Of course, yes, I did too. My mother used to watch them with me. My cousin zooms in. My sister was on the phone, and my baby was next to me. My husband was by my side. It was a real family affair, which made it even more special. Being all over Iceland we are also in different time zones. So he had to wait all day. I was just awake. It was hard for him, I think.
How did it go from being a project for FXX and its “cake” show to its own thing?
They were very supportive of us taking it to a festival from the start. I don’t think this is a story you see very often, especially in adult animation. I think animation is not a genre, it’s a tool. It can be inviting to people who might have thought adult animation wasn’t made for them. This includes fantastic. It’s a long answer to say that they’ve been very supportive of seeing where it could go from the start and they believed in it.
This film is based on your memoirs. How close was Pam’s experience of it with your own?
Well, I would say that this is my high school footage. My house was like that. My cousin plays my dad, because he’s the spitting image. My friends that I’ve come to comedy in Austin are a lot of adults and playing some dicks. It’s 30 years in the making. There is much in it that is real. It is emotionally very close to the truth.
There is a scene where Pam has a terrible conversation with her father about sex. Was it something drawn from life?
yes I shortened it for the film. But yes, it is quite accurate. I know where I was sitting on my skateboard when it happened. You don’t forget something like that easily. My father wrote it in a short story [for] He was doing a night class when I was in high school. She said the teacher said, “It was supposed to be nonfiction.” And he said, “No, no, it happened. I told my daughter that recently.” Someone in the classroom said, “Can I please be the first to volunteer for your daughter’s therapy someday?”
So I felt it was open season on the story, if he could share it with peers. When I was first doing comedy I did a little bit of it in a one-man show in Austin. What was interesting about the Sex Talk story was that over the years it changed from a story where people were laughing at me to feeling with me.
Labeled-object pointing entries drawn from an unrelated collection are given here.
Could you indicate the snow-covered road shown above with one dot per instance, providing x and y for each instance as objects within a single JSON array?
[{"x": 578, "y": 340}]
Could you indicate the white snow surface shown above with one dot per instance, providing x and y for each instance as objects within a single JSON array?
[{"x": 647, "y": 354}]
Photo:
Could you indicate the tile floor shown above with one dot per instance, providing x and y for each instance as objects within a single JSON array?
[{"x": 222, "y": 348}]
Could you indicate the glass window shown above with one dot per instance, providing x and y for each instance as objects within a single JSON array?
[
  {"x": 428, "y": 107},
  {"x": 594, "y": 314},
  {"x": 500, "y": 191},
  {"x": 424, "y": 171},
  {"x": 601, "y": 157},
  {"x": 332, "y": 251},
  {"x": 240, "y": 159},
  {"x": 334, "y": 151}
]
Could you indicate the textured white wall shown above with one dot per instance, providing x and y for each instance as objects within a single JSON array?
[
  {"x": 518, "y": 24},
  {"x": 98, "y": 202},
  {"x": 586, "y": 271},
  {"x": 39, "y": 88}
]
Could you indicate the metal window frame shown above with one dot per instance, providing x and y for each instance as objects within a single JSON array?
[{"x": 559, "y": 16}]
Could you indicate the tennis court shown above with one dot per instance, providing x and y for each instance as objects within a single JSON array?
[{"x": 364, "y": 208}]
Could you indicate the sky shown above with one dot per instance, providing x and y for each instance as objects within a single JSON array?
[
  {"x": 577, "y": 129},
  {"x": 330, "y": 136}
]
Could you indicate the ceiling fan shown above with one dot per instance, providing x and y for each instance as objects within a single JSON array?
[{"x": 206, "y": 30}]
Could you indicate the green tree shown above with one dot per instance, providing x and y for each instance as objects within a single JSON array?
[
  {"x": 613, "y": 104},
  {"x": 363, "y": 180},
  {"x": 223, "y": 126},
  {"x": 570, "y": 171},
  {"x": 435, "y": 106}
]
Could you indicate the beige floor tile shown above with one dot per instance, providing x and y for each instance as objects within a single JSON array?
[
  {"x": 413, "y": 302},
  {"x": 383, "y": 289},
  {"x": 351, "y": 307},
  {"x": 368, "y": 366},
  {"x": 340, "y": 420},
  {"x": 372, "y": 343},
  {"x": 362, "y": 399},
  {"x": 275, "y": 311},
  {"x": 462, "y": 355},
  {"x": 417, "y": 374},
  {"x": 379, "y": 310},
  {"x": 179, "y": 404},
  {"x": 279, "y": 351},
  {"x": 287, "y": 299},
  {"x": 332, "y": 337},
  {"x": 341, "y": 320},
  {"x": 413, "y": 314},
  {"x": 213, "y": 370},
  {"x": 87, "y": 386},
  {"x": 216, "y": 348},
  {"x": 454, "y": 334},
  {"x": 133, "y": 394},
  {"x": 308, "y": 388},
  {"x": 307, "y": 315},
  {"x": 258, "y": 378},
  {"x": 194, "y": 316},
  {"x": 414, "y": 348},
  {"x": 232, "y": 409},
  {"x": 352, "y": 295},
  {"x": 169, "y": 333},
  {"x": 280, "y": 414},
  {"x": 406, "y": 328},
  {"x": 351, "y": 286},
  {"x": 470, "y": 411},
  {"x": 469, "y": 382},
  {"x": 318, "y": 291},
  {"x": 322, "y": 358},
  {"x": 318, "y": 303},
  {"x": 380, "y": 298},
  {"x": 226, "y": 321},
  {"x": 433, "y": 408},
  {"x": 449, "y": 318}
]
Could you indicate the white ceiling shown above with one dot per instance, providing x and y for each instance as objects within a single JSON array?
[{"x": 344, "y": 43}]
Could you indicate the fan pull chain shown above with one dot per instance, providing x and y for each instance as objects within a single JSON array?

I felt that the audience had shifted 20 years of comedy, not having to be the butt of a joke, to tell what happened to you, or to share all the trauma for it to be valid.
I’m just—yeah, I can’t—I’m still very new to the overwhelmingness of it, you see!
I was going to say, because of this nomination, now a lot more people are going to see this film and know that story.
Yes, my mother likes to point out to me that this is a complete work of fiction. He doesn’t want any of it to be true – from start to finish. But he’s very proud of getting the whole story where it is. He came to see the nomination papers this morning, it’s really special. If my father were alive, he would be quite jealous right now. And he must have some notes.
Two films you worked on in feature animation were nominated for Oscars: “Ralph Breaks the Internet” and “Moana.” Did you go to that movie?
No, it will be my first time. Another time I even came close to seeing Oprah do an interview the next day, the first time she was at Kodak. I don’t even remember who won that year, because I was just looking at Oprah the whole time. This is equally exciting! I’m Oprah next door again. It’s all I ever do it for.